Das Männermagazin "Men’s Health" hat in einer Untersuchung herausgefunden, dass in Magdeburg auf 1000 Einwohner nur sieben Kinder im Jahr geboren werden. Im Vergleich zu Wiesbaden (10,46 Geburten), Frankfurt a/M. (10,22 Geburten) und Bonn (10,12 Geburten) liegt Magdeburg auf dem 50. (dem letzte) Platz. Selbst Halle (8.57 Geburten) liegt mit Platz 35 noch weit vor Magdeburg.

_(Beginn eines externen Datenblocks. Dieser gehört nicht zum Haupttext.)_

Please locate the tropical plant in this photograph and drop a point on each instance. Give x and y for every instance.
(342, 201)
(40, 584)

Nur gut, dass es Leute gibt die etwas dagegen tun :-).

7 Gedanken zu „Magdeburg – geburtenschwächste Stadt Deutschlands“

  1. Tja und woran liegts?
    Daran, dass die Leute in Magdeburg unfruchtbarer sind, dass die Leute in Magdeburg weniger Sex haben, dass die Leute in Magdeburg glauben ihrem Kind keine gute Zukunft bieten zu koennen oder dass die Leute in Magdeburg glauben die Stadt ist zu kinderfeindlich?
    Tja Entscheidungen ueber Entscheidungen und keiner weis wies geht.

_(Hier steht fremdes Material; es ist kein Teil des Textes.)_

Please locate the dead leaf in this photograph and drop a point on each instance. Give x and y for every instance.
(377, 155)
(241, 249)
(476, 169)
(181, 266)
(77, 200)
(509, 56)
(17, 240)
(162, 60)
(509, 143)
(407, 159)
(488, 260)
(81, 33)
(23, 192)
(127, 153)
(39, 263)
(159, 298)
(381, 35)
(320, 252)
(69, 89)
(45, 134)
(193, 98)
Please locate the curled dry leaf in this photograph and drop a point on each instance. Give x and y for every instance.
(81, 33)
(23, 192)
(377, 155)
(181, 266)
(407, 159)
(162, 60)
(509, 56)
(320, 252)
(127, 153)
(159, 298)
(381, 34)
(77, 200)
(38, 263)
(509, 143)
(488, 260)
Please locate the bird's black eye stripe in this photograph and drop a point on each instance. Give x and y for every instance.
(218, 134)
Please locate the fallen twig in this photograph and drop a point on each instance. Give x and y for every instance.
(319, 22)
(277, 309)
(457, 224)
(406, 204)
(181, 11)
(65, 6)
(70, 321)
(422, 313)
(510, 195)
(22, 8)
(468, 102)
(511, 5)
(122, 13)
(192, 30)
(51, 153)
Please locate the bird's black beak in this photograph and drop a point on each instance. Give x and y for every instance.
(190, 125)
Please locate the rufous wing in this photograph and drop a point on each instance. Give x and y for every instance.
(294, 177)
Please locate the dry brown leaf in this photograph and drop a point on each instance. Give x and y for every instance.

  2. Also ich geh mal davon aus das die Werte von 2004 genommen wurden zur Berechnung, da jedenfalls neuere noch nicht vorliegen und diese auch in etwa die Promillesaetze wiederspiegeln, wenn man nun schaut das also 2003 7,04 Neugeborene unter 1000 waren sind es 2004 schon 7,64, was einen segnifikanten Unterschied macht.
    Gut man kann jetzt sagen ja aber 2002 sind es 7,25 gewesen, das macht aber zu 2003 keinen segnifikanten Unterschied.
    Naja bis dann, und helft ruhig ein wenig der Statik nach.